People over 30 hate cell phones - ryanwaggoner
http://blogs.computerworld.com/people_over_30_hate_cell_phones
======
sh1mmer
I think this is actually a really interesting study, but I think the title is
misleading.

The essence of the research the article is, badly, paraphrasing is that people
over 30 find the number of features on cell phones intimidating. This includes
feature as simple as text, the phonebook and voicemail.

A good friend of mine used to work at Vodafone in a product department some
years ago. Back then they were talking about launching simplified phone for
older people, I'm surprised we've not seen more in this direction.

I think launching a phone that did the phonebook, voicemail and text
incredibly well would sell like hotcakes. My mother (62) recently bought a new
phone based on the size of front for the ABC, DEF, etc on the keypad so she
was able to text.

------
gaius
Just the other night, on the train home, I listened to some pompous old geezer
ranting about his phone.

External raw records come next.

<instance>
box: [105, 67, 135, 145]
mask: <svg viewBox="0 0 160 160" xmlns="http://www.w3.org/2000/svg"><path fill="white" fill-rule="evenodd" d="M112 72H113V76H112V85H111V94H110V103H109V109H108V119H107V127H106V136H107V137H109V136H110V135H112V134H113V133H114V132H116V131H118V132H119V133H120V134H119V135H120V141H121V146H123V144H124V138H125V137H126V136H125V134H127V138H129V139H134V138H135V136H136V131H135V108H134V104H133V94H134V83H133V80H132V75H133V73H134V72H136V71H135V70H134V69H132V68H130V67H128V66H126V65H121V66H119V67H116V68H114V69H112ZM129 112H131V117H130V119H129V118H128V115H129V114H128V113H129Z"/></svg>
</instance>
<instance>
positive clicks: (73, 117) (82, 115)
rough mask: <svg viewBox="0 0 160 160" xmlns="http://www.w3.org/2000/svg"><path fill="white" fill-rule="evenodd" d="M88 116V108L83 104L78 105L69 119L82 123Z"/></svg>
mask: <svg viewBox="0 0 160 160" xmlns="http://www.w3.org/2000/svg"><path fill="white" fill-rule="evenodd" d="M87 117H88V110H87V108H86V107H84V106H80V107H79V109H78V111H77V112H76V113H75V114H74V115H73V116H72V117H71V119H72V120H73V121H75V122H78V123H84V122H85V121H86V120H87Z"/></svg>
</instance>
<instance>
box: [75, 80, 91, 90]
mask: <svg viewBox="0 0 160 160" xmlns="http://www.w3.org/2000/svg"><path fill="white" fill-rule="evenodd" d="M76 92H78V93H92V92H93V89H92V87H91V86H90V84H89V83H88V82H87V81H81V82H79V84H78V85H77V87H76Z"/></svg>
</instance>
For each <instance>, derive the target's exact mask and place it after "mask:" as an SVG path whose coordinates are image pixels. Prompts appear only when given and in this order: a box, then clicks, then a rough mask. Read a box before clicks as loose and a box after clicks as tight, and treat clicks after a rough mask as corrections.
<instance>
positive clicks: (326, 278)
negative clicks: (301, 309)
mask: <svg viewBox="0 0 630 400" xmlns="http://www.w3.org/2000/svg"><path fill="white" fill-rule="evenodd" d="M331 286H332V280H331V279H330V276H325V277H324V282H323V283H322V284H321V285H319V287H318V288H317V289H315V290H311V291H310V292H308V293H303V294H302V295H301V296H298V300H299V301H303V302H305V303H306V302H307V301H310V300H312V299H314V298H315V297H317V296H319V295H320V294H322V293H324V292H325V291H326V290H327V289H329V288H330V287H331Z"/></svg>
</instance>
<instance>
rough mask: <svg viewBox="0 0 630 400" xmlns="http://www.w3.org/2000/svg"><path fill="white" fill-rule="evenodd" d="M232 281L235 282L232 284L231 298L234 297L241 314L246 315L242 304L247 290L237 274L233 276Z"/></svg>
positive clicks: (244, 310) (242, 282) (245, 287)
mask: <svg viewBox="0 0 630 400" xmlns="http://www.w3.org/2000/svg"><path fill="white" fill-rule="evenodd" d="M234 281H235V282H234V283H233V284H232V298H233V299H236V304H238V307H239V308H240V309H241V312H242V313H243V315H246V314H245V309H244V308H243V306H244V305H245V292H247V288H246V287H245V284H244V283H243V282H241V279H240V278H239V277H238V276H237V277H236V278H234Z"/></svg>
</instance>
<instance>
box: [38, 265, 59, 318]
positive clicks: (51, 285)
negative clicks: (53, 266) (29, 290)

When he was skiing he collided with someone and a bit
of his phone broke off. This was the phone's fault. When he was climbing a
ladder to clear leaves out of his gutter, with his phone and his keys in his
pocket, the keys scratched the screen of the phone. This was the phone's
fault. And on and on and on... It's nothing to do with age. He was just too
damn stupid to own one.

------
pedalpete
I wouldn't quote this article, or even use it as a guide. 'Over 30' is far to
broad a demographic, and phone companies are targetting devices to different
age groups.

I would suspect the iPhone market is targetted at 18-40 year olds (though more
heavily in the 18-30 range), while blackberry is working on 30-50 range.

Just like most technology, the younger the user, the more features they are
going to use. But saying 'Over 30' is pretty meaningless.